Blockchain technology and tokenization could challenge the traditional ETF model.

Janus Henderson said recently that it’s partnering with Anemoy Limited and Centrifuge to create Anemoy’s Liquid Treasury Fund (LTF), an on-chain technology-based fund that will give investors direct access to short-term U.S. Treasury bills.

“It’s not necessarily a threat to the ETF industry,” Nick Cherney, Janus Henderson’s head of innovation, said on CNBC’s “ETF Edge” this week. “I think it’s more of a natural evolution of how we try to get the way in which we deliver investment services to clients to be more efficient and less costly.”

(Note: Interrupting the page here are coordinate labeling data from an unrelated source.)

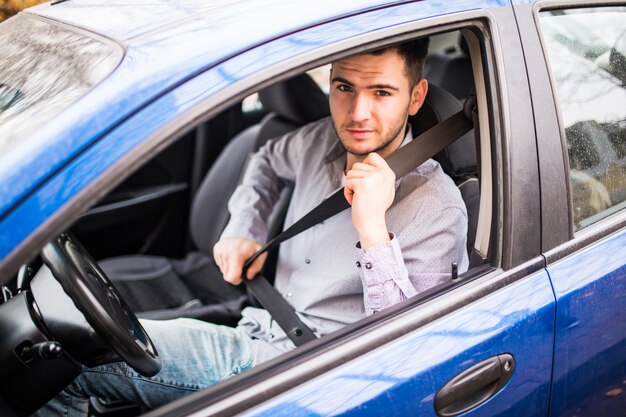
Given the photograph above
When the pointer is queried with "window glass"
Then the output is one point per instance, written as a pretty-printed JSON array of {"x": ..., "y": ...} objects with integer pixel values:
[
  {"x": 44, "y": 68},
  {"x": 320, "y": 75},
  {"x": 587, "y": 53}
]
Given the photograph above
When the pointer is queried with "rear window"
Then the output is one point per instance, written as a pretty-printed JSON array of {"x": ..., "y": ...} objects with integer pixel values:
[{"x": 44, "y": 68}]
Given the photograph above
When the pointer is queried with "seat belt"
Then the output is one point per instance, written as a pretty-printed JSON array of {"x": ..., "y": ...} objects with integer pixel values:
[{"x": 401, "y": 162}]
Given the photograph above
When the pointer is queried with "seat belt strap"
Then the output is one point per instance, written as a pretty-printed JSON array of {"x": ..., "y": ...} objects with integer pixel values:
[{"x": 401, "y": 162}]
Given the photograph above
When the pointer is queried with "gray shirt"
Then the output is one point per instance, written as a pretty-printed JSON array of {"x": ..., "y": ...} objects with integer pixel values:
[{"x": 322, "y": 272}]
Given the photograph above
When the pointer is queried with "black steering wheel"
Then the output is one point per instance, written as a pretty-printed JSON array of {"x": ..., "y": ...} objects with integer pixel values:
[{"x": 103, "y": 307}]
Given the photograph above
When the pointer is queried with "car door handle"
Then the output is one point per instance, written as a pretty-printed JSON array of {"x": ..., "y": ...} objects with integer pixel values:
[{"x": 474, "y": 386}]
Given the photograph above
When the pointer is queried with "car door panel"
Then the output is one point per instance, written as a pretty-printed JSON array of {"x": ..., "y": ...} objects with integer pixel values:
[
  {"x": 403, "y": 377},
  {"x": 589, "y": 365}
]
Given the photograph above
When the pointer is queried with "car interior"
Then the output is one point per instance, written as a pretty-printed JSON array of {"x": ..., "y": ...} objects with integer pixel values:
[{"x": 153, "y": 234}]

“We want to be early in that opportunity,” he said.

This is Janus Henderson‘s first tokenized fund, according to a news release by the firm.

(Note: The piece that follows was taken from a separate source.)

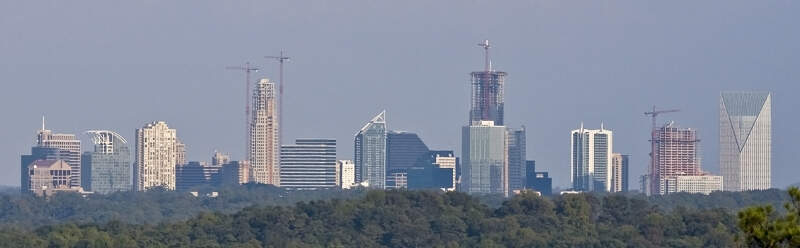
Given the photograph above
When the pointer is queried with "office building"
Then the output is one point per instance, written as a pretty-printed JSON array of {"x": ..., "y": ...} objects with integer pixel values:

Cherney notes it would have all the traditional features of an ETF. But investors could buy and sell it on a blockchain-based platform — with the end investor having exposure to “instantaneous 24/7 trading, instantaneous settlement, total transparency over fund holding, so even beyond what ETFs provide.”

He acknowledged it could irreversibly change the way business gets done for some.

“I think there are certainly people in the ecosystem for whom it’s potentially threatening, but you see those players getting involved,” Cherney added.

’24/7 trading makes me nervous’

Strategas Securities’ Todd Sohn is concerned about the risks associated with constant trading availability.

“24/7 trading makes me nervous. That’s the one part where I’d want to be a little bit careful depending on who is using this,” the firm’s ETF and technical strategist said.